Entre 1997 e 1999, foi presidente da UNE, como muitas das lideranças de seu então partido, tendo sucedido Orlando Silva, que depois viria se tornar Ministro do Esporte, substituindo seu chefe, Agnelo Queiroz, eleito Senador pelo DF. Está com Lula desde o primeiro governo, quando assumiu a Diretoria de Esporte Universitário, naquele ministério. Era o órgão cativo do partido na esfera federal sob a a gestão do PT - com breve soluço de comando do PRB com Dilma (vale lembrar que no nível dos estados é o setor predileto da representação política da Igreja Universal). Nesse órgão foi subordinado exatamente de Orlando Silva, que atuava como Secretário-executivo. Daí, foi trabalhar com outro ex-presidente da UNELindbergh Farias, então Prefeito de Nova Iguaçu, como Secretário de Desenvolvimento. A UNE, o PcdoB e a intrincada política do Rio de Janeiro fazem parte de sua história e de seu aprendizado. E ele ainda estava no PCdoB quando o conheci. Sua saída, juntamente com Flávio Dino, para o PSB ocorreu depois de nossa aproximação.

Mas se engana quem acha que o curinga do Palácio da Justiça é novo na arena. Tem uma longa trajetória política, tendo passado anos no PCdoB. Integrou o Governo do Estado do Rio de Janeiro, num momento de muita confusão sobre o destino da centro-esquerda naquele estado - Garotinho fora eleito governador pelo PDT em 1998, mas deixou o partido por desavença com Brizola. Migrou para o PSB e desincompatibilizou-se para disputar em 2002 a Presidência pelo PSB - sua vice, a petista Benedita da Silva, o substituiu e se elegeu governadora nas eleições daquele ano. Garotinho

Foi na condição de representante do PCdoB que o convidei para uma conversa. Em razão das eleições municipais de 2020, organizei, entre os dias 17 de julho e 04 de agosto daquele ano, uma série de entrevistas – muito mais conversas abertas – com lideranças partidárias espalhadas pelo Brasil de nove diferentes partidos – PDT, Cidadania, PCdoB, PV, PSDB, PT, Rede, PSB e Psol. A série se chamava “Conversas de Frente” e o tema era o papel das eleições municipais na formatação de uma frente ampla nas eleições que ocorreriam dois anos depois, para Presidente.
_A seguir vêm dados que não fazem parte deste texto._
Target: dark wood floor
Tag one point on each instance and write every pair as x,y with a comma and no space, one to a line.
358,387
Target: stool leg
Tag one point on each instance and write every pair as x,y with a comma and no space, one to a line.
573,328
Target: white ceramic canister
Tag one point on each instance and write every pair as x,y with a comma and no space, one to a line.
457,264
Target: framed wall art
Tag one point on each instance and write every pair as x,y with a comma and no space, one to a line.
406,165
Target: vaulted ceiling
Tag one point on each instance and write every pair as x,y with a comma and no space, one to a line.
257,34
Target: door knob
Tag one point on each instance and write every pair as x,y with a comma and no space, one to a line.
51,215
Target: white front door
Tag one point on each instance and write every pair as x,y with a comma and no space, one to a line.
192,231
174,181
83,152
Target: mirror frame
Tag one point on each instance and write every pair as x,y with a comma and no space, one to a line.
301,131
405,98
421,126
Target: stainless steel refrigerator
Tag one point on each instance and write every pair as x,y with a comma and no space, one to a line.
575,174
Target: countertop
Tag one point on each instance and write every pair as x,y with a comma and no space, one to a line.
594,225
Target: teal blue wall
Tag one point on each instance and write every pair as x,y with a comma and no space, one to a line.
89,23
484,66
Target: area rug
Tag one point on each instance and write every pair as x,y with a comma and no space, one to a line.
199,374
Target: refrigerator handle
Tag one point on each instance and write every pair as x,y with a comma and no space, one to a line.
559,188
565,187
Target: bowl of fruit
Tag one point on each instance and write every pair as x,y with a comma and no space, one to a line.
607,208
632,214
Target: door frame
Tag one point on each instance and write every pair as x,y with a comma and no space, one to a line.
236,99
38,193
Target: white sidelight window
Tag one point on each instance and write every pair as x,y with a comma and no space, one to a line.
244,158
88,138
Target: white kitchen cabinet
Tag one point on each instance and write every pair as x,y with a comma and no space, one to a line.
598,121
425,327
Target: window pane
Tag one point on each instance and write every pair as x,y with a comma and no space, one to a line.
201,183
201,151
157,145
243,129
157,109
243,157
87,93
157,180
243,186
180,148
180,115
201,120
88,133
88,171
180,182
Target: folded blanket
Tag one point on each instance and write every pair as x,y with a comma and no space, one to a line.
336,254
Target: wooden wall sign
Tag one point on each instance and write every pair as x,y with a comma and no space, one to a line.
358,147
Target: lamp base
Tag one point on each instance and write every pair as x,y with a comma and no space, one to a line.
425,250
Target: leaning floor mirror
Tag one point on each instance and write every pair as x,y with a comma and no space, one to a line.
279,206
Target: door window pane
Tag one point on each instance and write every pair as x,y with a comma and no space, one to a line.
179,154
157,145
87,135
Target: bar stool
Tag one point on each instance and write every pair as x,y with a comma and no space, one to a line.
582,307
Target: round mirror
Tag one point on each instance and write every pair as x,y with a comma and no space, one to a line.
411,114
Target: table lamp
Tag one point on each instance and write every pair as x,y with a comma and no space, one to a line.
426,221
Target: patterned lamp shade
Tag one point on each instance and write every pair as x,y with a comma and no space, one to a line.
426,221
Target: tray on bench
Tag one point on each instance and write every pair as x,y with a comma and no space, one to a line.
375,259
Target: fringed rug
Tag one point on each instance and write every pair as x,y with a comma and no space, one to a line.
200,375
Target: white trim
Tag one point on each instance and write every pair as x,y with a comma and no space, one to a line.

Além da diversidade de filiação partidária, havia uma grande diversidade geográfica – desde o Rio Grande do Sul até o Maranhão, passando por São Paulo, Rio de Janeiro, Bahia, Paraná, Ceará e o Distrito Federal. Dentre os entrevistados, desde candidatos locais e vereadores, até secretários de estado e presidentes estaduais e nacional de alguns dos partidos. Cappelli foi a voz do PCdoB, na função de Secretário de Representação do Maranhão em Brasília – logo em seguida assumiria a Secretaria de Comunicação. Já demonstrava muito pragmatismo, com uma posição claramente favorável à formação de uma frente mais ampla do que alguns dos outros representantes dos partidos mais à esquerda. Menos de dois anos depois, Cappelli participava ativamente de uma costura complexa para fazer caber, numa mesma chapa, Lula e Geraldo Alckmin. O PSDB, cujo presidente estadual no Rio Grande do Sul participara das “Conversas de Frente”, resolveu apostar na terceira via, que minguava ao longo dos meses que antecediam as eleições. O PMDB, que nem havia participado da minha série de entrevistas, entraria de cabeça na campanha no segundo turno, contra a reeleição de Bolsonaro.

Hoje está no PSB, de Alckmin, França e de seu parceiro e mentor Flávio Dino. A aproximação com este se concretizaria apenas em 2015, por meio das estruturas de seu antigo partido - Dino precisa de gente qualificada para montar seu governo - mas a parceria é, hoje, das mais sólidas do governo e, certamente, Cappelli é o mais importante membro do segundo escalão. Não apenas porque seu chefe é uma das estrelas da nova gestão Lula, como porque ele mesmo está trilhando um caminho de êxitos, liberado do peso de seu antigo partido – o centralismo democrático do PCdoB não é para os fracos. A disciplina e fidelidade que trouxe da sua experiência comunista lhe é muito útil, mas no novo e maleável partido, pra onde migrou por uma costura eleitoral, Cappelli pode exercer com muito mais desenvoltura suas habilidades de comunicador e administrador. Na altura onde está atuando, a flexibilidade e a capacidade de diálogo são mais do que habilidades desejáveis, são a única forma de continuar voando. Flexibilidade e estômago.